La rencontre entre l'ancien chef de gouvernement, Sid Ahmed Ghozali, et l'instance de consultations sur «les réformes politiques» n'a duré qu'une demi-heure. Ce qui veut dire que les deux parties n'ont pas eu grand-chose à se dire ou peu. «J'ai répondu à une invitation fraternelle», précise M. Ghozali qui, tout de même, pense que «la courtoisie» ne l'a pas empêché de «dire les choses en face parce que cela engageait l'avenir du pays». L'ancien chef de gouvernement a certainement dû condenser son intervention. Dans une déclaration faite à sa sortie d'audience, Sid Ahmed Ghozali, dont le parti, Front Démocratique, n'est pas encore agréé, a soutenu qu'il fallait surtout tenir compte d'une analyse «objective» de la situation actuelle du pays et de la région. Reçu en sa qualité de personnalité nationale, l'ancien chef de la diplomatie algérienne estime qu'«il s'agit là du destin de la nation. Cela ne se règle pas, selon lui, en changeant les lois, d'autant plus que ces mêmes lois n'ont pas été respectées depuis des années». L'invité de Abdelkader Bensalah lance, en effet, un appel «au pouvoir apparent et au pouvoir caché pour aller vers des réformes véritables».

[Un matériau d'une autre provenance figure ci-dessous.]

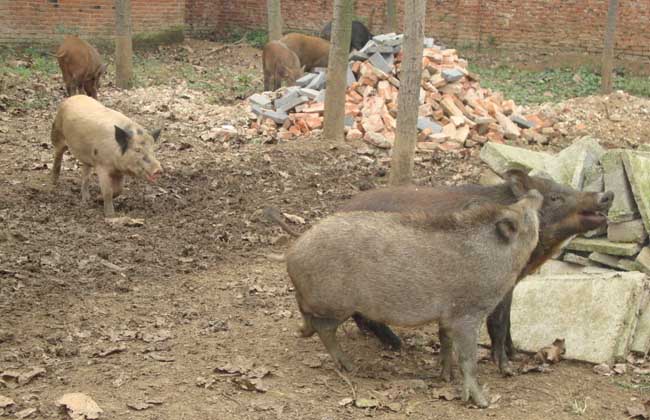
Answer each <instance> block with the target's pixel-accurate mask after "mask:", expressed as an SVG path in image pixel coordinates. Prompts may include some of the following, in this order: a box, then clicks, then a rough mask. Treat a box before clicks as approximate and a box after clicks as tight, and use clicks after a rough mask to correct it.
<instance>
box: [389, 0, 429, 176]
mask: <svg viewBox="0 0 650 420" xmlns="http://www.w3.org/2000/svg"><path fill="white" fill-rule="evenodd" d="M404 8H405V13H404V44H403V47H402V48H403V51H404V58H403V60H402V68H401V73H400V90H399V96H398V97H397V128H396V130H395V146H394V149H393V157H392V160H391V168H390V179H389V182H390V185H402V184H407V183H409V182H411V178H412V177H413V156H414V155H415V144H416V142H417V134H418V132H417V119H418V108H419V106H420V84H421V78H422V50H423V49H424V16H425V11H426V0H405V1H404Z"/></svg>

Selon lui, «à mesure que l'on s'éloigne du fond du sujet ainsi que des défis à relever et des préoccupations (du peuple), on se rapproche du choc qui risque de se produire dans le pays. L'ancien chef de gouvernement a tenu à souligner qu'il transmettra ses idées et ses propositions «par écrit et à qui de droit». Contacté hier après-midi, Sid Ahmed Ghozali rapporte que les membres de la commission lui ont demandé, au départ, de faire des suggestions à propos des réformes préconisées par le chef de l'Etat. Et lorsqu'il a rétorqué qu'il n'en connaissait pas encore le contenu, la réponse lui a été donnée que le pouvoir entend régler les problèmes par la modification des lois. Si c'est vraiment cela, affirmait-il dans une déclaration à El Watan, «soit ils se trompent ou ils cherchent autre chose !» «Moi je pense le contraire», soutient M. Ghozali qui nourrit d'énormes doutes quant aux intentions du pouvoir. «Pourquoi ouvrir le champ politique, comme ils le prétendent, alors que le dispositif et la loi sur les partis sont là. Il suffit juste de respecter la loi», tempête l'ancien chef de gouvernement, soupçonnant une volonté de faire exactement le contraire.
C'est-à-dire «interdire légalement ce qu'ils ont interdit jusque-là illégalement». -Sid Ahmed Ghozali ne voit pas également l'utilité de revoir «la loi électorale qui n'a jamais été respectée». Idem pour l'organisation des pouvoirs publics, parce que la Constitution donne les pleins pouvoirs au Président. Pour soutenir son argumentaire, «l'homme au papillon» affirme que «pour combattre la corruption, on n'a pas besoin de modifier la loi fondamentale». C'est une question de volonté politique, laisse-t-il entendre. Le problème, est-il convaincu, ne réside pas dans les textes. Selon M. Ghozali, «le pouvoir détient toutes les clefs de la solution, mais avec la fuite en avant qu'il préconise, il est devenu lui-même le problème». L'invité de l'instance de consultation estime que la démarche, «la mouchaouara qui consiste à transmettre les messages, alors que le débat est interdit, manque de crédibilité». «Le système, (ennidham), selon lui, se joue vraiment des hommes, alors que devant la réalité qui est celle du pays aujourd'hui, on ne peut se comporter de cette manière.» «Ils pensent qu'il n'y a qu'eux qui peuvent diriger», souligne l'ancien chef de gouvernement qui affirme qu'«il y a une infantilisation de la société : ou se soumettre on fera parti du cercle des amis ou prononcer un avis contraire et on est classé dans la catégorie des ennemis». M. Ghozali tient, en effet, à expliquer que dans la démarche en cours, soit il y a un aveuglement, ce qui est très possible, ou une volonté de rajouter plus de brouillard en impliquant tout le monde. Il qualifie les consultations entreprises depuis trois jours de «diversions». Ceux qui dirigent le pays, indique-t-il, sont occupés par des questions de pouvoir, ils ne sont pas dans l'optique de trouver des solutions aux problèmes des Algériens. Pour lui, «la solution est dans un changement radical, voire un changement de régime».